Might be a pretty obvious answer but I think I'd have to say
Manhunt.
I never played the whole game, and I haven't played it since, like, 2004, but the little of it I did play has stuck with me, especially the first kill.
The game has a tiered kill system. The longer you hold the button down the more brutal the kill will be and the more points or whatever you'll get. The first kill is a freebie to teach you this system and the weapon is a
plastic bag. I honestly think that one kill has stuck with me more than any other kill in any other game. It put a really bad taste in my mouth and is probably why I never stuck with the game for very long.

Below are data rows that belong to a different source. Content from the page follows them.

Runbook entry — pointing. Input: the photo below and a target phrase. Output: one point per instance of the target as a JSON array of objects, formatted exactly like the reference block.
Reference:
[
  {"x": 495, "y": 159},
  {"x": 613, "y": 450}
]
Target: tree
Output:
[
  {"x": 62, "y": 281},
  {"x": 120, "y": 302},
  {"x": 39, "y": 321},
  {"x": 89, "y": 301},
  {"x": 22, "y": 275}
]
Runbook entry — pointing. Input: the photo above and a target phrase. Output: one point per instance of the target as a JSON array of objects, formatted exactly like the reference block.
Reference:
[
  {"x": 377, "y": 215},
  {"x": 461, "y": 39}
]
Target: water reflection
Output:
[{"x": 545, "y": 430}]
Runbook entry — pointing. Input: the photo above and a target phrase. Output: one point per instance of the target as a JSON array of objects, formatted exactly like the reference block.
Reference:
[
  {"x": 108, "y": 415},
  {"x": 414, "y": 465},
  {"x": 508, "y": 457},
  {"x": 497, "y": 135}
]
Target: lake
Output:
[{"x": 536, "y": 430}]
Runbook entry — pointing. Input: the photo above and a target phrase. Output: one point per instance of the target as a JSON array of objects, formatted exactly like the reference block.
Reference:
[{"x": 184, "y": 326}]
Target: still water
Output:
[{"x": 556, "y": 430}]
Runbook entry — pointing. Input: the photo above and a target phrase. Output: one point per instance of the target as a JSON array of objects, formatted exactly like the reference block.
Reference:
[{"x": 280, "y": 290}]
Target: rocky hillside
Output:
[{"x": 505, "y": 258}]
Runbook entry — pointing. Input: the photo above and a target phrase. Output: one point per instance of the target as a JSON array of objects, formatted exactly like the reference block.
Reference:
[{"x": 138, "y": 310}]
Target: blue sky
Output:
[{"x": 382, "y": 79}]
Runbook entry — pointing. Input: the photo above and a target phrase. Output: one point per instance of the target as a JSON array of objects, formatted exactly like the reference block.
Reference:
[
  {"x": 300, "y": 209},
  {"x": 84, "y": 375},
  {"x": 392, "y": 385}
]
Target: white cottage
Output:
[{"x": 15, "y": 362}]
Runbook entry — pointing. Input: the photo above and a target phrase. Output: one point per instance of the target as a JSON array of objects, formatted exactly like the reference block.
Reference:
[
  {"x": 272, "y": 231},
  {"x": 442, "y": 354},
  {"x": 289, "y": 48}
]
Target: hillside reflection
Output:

Plenty of games I've played are plenty violent, and even more constantly violent than Manhunt, but usually it's tempered in some way. Like Halo, where the violence is abstracted by it being aliens you kill, or Resident Evil, where the violence is fantastical in nature. Dishonored has dismemberment, but only if you choose to do it, GTA has senseless violence, but only if you engage in it, and fighting games are usually framed as voluntary contests to some degree.
Manhunt, on the other hand, just felt
mean. It was violence for the sake of the violence. I don't mean it 'glorified' violence because I truly believe it does the exact ****ing opposite. I mean that the game doesn't approach violence as something fun or something cathartic or something exciting. I also don't think it presents its violence in moral terms, making some kind of statement about violence and our relationship with it, like Spec Ops: The Line did. It's just violence for the sake of violence. The only thing it seems to want to deliver is acts of brutality for no other reason than that they are brutal.
And that makes it feel worse to me. It's not there to make me feel powerful, it's not there to make me feel vulnerable, it's not there to thrill me, or entertain me, or teach me a lesson about myself, society, or the media I experience. It's there to let me wrap a plastic bag around a man's head and punch his skull to mince as he asphyxiates.